Il cielo è un tripudio di stelle, un minuscolo filo di luna arancio bassa sull’orizzonte, il buio interrotto da una lunga fila di luci. Sono barche di pescatori, in fila sembrano una città costiera illuminata. Nel nero del mare compare una barchetta che sembra di carta. Ci avviciniamo coi gommoni. Solo teste fitte fitte, corpi che sporgono da ogni lato dello scafo e si reggono con una catena di braccia tra loro. Sono 114 persone, 112 adulti e due bambini, uno piccolissimo, in uno scafo di legno lungo 7 metri. È un double deck, una barchetta a doppio strato fatta di pallet (palette), sotto coperta i più poveri. Sono afghani, siriani, pakistani, qualche nero. C’è un siriano bianco, occhi verdi, un ragazzino. Una donna anziana con un lungo velo nero fradicio di carburante e acqua salata ha perso in mare una borsa blu. Con i documenti. È caduta in mare. Ralph, il pilota di uno dei gommoni di salvataggio, la tira su col mezzo marinaio prima che affondi. Sorridono, portano la mano sul cuore. Un afghano, magro magro, prega.

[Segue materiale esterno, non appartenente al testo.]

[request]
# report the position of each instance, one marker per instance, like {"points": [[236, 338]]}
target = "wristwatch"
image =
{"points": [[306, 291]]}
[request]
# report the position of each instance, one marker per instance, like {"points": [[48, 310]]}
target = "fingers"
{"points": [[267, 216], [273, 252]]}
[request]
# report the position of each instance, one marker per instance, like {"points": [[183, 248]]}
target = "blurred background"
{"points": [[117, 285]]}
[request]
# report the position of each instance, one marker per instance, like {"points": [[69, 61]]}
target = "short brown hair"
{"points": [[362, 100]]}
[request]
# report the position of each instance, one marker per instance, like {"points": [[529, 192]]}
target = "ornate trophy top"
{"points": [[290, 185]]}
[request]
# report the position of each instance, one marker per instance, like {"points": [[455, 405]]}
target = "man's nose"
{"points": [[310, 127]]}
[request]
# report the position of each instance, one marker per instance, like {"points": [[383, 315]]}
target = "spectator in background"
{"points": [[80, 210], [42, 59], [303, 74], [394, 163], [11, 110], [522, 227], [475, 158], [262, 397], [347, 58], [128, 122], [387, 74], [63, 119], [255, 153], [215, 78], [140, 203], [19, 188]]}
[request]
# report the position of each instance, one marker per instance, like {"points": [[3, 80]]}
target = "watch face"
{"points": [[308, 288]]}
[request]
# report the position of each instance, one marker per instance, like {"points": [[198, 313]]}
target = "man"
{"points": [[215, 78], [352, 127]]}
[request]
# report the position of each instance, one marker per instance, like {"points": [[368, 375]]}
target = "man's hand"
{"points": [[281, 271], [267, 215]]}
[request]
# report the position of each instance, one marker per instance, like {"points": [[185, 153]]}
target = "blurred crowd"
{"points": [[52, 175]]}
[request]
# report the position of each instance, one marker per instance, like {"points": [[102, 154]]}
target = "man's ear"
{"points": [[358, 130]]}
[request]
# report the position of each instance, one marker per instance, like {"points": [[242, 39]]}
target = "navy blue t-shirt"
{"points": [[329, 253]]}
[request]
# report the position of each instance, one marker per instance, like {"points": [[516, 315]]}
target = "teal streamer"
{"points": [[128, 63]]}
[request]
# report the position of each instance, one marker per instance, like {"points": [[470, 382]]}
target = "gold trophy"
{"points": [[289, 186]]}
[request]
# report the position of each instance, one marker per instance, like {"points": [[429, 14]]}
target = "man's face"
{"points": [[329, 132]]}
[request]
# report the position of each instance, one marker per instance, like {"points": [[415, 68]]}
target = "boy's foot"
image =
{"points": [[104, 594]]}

Sono tutti disidratati, intossicati di carburante, non sembrano esserci emergenze mediche. L’atmosfera in coperta la mattina dopo è quasi allegra. I più giovani fumano a poppa, sono felici di farsi la doccia, si scattano fotografie col cellulare. Dal container della piccola clinica sul ponte di coperta esce una dottoressa francese, parla benissimo l’arabo e l’inglese, ha passato la notte ad ascoltare, soccorrere, visitare, curare, abbracciare, asciugare lacrime, stringere mani. «Sai – dice – non ti abitui mai ad ascoltare l’orrore delle donne che escono dalle carceri libiche: stupri, violenze di ogni genere, sevizie». In quelle celle i carcerieri entrano come belve, si prendono viagra, cocaina e poi massacrano per ore donne e ragazzine, quotidianamente. Una di quelle donne parlerà, di sua iniziativa, all’angolo delle docce senza bere il tè caldo che tiene tra le mani. Parlerà per mezz’ora, un lungo pianto liberatorio. Racconterà quell’inferno. «È la prima volta che racconto a qualcuno cosa mi è successo in questi ultimi due anni. Se la Guardia costiera libica fosse arrivata in tempo prima di voi, per riprenderci, io mi sarei buttata in mare. Meglio morire che tornare in Libia». Piange e sorride: «Raccontalo a terra, ditelo a tutti cosa succede a chi viene preso dalla Guardia costiera libica. Io mi vergogno».